[Date Prev] [Date Next] [Thread Prev] [Thread Next] Indexes: Main | Date | Thread | Author

Re: [ba-ohs-talk] backlink database data


On Sat, 8 Dec 2001, Murray Altheim wrote:    (01)

> I would recommend against any programmatic changes in people's emails.
> There are legal issues to begin with. Some people have legal disclaimers
> in their signatures that are required of them in their jobs, etc.    (02)

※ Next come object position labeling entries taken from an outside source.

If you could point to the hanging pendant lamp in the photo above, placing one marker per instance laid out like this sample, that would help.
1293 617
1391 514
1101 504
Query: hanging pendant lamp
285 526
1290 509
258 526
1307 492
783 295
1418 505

By excluding .sigs, I meant excluding them when extracting backlinks, not
removing them from the e-mail.    (03)

> Secondly, because signatures are not consistent, and because code
> segments are included in this type of list and are unpredictable, it's
> likely that any selected algorythm would truncate a message here or
> there. And what's the real value here? A small amount of saving in
> diskspace or downloaded content at the expense of modifying the content
> that people send to a list.    (04)

Correcting the context of this comment, this is still an interesting
point.  Would excluding .sigs from processing really help improve the
"quality" of the data in the backlink database?    (05)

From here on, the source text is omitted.